Anna Burch "If You’re Dreaming (Polyvinyl)"
With recurring themes of isolation, weariness and longing, these songs deliver that emotional arc with a delicate but uncompromising execution. Burch’s intrinsically catchy songwriting dials down the urgency of her debut a notch, taking a turn towards airy, jazz-voiced chords, floating reverb and an expansion of the sonic palate with unexpected instrumentation. The soft-rock bass grooves and understated saxophone lines of “Not So Bad” push an impressive pop structure into exciting new territory, and the sweetly melancholic “Tell Me What’s True” centers around muted electric piano, its languid but metered vibe recalling the gentler side of Carole King.
Check out “Party’s Over.”
Cable Ties "Far Enough (Merge)"
From Merge Records:
The second album from Melbourne, Australia’s Cable Ties brings a towering wall of ’70s hard rock and proto-punk to songs that explore hope, despair, and anger but offer no easy answers. Cable Ties’ fundamental elements—a driving rhythm section, anxious and emotive guitar playing, defiant, passionate songwriting, and Jenny McKechnie’s earthshaking voice—are complicated on Far Enough by nuance and ambivalence.
Check out “Sandcastles.”
Waxahatchee "Saint Cloud (Merge)"
From Merge Records:
Waxhatchee’s Saint Cloud is an unflinching self-examination whose raw, exposed narrative terrain is aided by a shift in sonic arrangements. While her last two records (Out in the Storm and Ivy Tripp) featured the kind of big guitars, well-honed noise, and battering sounds that characterized her Philadelphia scene and strongly influenced a burgeoning new class of singer-songwriters, Saint Cloudstrips back those layers to create space for Katie Crutchfield’s voice and lyrics.

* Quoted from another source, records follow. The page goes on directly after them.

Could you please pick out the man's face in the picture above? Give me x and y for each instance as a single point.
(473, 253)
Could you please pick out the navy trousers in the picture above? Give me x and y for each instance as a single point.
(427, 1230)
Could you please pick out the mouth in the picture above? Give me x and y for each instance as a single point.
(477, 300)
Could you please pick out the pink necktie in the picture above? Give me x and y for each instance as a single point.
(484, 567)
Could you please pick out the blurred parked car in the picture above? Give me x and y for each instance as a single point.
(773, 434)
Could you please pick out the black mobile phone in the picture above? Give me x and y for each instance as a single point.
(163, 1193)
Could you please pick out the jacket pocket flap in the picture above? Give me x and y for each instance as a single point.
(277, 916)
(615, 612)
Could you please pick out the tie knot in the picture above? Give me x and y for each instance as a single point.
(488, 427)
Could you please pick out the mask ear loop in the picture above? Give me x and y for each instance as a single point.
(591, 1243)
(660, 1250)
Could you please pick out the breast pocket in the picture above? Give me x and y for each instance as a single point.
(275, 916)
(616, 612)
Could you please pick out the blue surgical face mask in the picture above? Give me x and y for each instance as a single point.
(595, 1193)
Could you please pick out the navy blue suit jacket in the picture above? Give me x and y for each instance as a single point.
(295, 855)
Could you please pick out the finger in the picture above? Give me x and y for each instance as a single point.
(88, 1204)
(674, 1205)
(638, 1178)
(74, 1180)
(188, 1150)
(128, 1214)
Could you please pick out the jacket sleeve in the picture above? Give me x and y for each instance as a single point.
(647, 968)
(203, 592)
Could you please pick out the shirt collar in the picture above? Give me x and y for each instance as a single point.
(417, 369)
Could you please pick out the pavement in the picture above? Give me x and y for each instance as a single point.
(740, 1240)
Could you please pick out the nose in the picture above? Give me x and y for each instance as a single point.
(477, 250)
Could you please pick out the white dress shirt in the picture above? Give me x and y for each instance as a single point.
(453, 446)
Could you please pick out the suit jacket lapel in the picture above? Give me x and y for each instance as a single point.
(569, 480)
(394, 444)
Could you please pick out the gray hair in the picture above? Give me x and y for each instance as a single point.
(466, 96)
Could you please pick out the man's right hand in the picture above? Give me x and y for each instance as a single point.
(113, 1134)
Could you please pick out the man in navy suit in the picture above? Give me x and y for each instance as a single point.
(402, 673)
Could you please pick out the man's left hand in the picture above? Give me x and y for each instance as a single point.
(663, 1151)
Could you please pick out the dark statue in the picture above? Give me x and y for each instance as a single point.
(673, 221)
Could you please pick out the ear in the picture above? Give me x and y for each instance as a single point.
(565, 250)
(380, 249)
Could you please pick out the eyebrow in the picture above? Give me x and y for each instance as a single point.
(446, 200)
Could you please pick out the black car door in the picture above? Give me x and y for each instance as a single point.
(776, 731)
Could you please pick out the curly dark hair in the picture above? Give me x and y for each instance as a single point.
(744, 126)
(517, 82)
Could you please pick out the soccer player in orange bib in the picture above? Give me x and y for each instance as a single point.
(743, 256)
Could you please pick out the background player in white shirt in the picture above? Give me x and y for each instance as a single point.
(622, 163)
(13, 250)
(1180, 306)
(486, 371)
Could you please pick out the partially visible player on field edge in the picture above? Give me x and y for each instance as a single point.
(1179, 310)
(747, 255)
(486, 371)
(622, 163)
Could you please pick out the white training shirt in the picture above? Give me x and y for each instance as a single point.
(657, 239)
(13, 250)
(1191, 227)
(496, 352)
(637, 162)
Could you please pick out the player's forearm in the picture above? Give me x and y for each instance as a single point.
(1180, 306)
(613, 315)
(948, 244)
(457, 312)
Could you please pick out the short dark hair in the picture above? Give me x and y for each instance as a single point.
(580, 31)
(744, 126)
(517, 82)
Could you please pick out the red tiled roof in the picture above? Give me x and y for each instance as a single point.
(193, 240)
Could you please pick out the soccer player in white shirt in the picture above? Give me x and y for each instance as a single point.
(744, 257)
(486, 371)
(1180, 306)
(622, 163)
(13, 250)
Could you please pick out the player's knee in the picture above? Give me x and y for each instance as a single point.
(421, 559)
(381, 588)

The result is a classic Americana sound with modern touches befitting an artist who has emerged as one of the signature storytellers of her time.
Check out “Lilacs.”
Grumpy "Loser (Acrophase)"
It’s Grumpy‘s debut album on Acrophase Records! Loser is a candy-coated collection of alt-pop gems. A little like ’90s college radio, a even more like the current youth rock that obviously leans on that sound but has updated it to the current times. This is a head-bopping, jangle good time rock record. So get ready to bounce along to “Davy Jones”!